Even though they consume fossil fuels, the gas-powered cells have attracted the attention of some environment-minded policymakers, investors and entrepreneurs because they release less of the heat-trapping gases like carbon dioxide than conventional plants. And they have been slowly finding fans among energy-conscious corporations — in Walmart stores, eBay data centers and Morgan Stanley’s corporate headquarters.
Scott Samuelsen, director of the National Fuel Cell Research Center at the University of California, Irvine, said data centers could become an important market for fuel cells because the industry “appears to want to be more environmentally sensitive but more reliant on their own resources.”
Part of the environmental appeal lies in their efficiency. Fuel cells are generally installed on site, so they do not need to burn extra fuel to compensate for energy lost over long transmission lines. In addition, they use less fuel per watt of power than conventional plants because they don’t burn fuels to heat water or air to spin turbines.
That also makes them quiet, which has proved a surprising barrier to their acceptance among potential customers, Professor Samuelsen said. “It’s hard for anyone to believe that they’re making any power,” he said. “It’s not like a jet engine.”
The innovations at Bloom stem from Dr.

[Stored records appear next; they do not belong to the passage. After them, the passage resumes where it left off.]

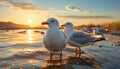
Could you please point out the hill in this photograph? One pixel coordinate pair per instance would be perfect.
(11, 25)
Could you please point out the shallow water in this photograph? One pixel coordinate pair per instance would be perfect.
(23, 49)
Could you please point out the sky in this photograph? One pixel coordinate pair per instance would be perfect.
(79, 12)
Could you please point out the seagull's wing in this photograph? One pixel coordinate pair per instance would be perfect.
(81, 38)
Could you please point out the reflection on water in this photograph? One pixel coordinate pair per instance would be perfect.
(30, 32)
(23, 49)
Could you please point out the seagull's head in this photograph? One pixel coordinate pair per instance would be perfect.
(51, 22)
(67, 25)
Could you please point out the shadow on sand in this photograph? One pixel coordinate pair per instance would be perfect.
(66, 63)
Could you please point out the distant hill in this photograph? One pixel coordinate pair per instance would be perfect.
(113, 26)
(11, 25)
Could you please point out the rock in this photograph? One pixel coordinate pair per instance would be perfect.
(82, 67)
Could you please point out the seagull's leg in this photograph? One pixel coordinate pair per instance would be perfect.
(51, 55)
(61, 54)
(76, 51)
(79, 51)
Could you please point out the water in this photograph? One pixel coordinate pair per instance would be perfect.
(23, 49)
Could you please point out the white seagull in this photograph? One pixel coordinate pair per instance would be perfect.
(77, 39)
(54, 40)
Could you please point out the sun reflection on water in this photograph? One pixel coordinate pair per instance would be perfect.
(30, 32)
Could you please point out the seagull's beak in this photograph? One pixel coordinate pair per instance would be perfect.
(44, 23)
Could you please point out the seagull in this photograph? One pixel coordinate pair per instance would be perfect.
(77, 39)
(54, 39)
(98, 34)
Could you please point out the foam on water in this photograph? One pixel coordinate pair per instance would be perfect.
(26, 51)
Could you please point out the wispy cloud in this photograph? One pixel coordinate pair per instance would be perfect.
(20, 5)
(75, 9)
(86, 17)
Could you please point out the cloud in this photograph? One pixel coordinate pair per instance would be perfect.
(86, 17)
(19, 5)
(75, 9)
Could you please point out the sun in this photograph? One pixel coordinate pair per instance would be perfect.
(30, 21)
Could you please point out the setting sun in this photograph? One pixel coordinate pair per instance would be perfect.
(30, 21)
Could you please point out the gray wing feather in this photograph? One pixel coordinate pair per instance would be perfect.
(81, 38)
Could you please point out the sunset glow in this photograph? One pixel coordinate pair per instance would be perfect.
(33, 12)
(30, 21)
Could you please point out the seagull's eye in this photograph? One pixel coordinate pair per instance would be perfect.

Sridhar’s work on NASA’s Mars exploration program when he was director of the Space Technologies Laboratory at the University of Arizona. Trained as a mechanical engineer in his native India, Dr. Sridhar arrived at the lab after getting a doctorate at the University of Illinois.
On the Mars project, he focused on using electricity to fuel chemical reactions among elements found on the Red Planet, even creating dirt capable of germinating a seed. Figuring that he should be able to reverse the process, he founded Bloom and worked on converting chemical energy to electricity using readily available fuels and conductors.
Eventually, he and his team hit upon a version of the current design of roughly 5-inch-square fuel cells fused together in stacks — each about the size of a half-loaf of bread and capable of powering an average home. The stacks are loaded into tubular metal casings before being enclosed in banks about the size of a refrigerator that can then be arrayed on the ground or a roof to run large facilities.
The equipment, produced at the company headquarters here with final assembly at a factory in Delaware, is simultaneously high- and low-tech. Each cell is made from a thin ceramic wafer that is mainly zirconia — a relative of the diamond substitute. In a process reminiscent of high school art class, the wafers are screen printed with chemical inks on each side in an automated sequence and then fired in kilns. They are sandwiched between metal plates, and the resulting structure is a solid oxide fuel cell that can operate at very high temperatures, about 800 degrees Celsius, or 1,472 degrees Fahrenheit.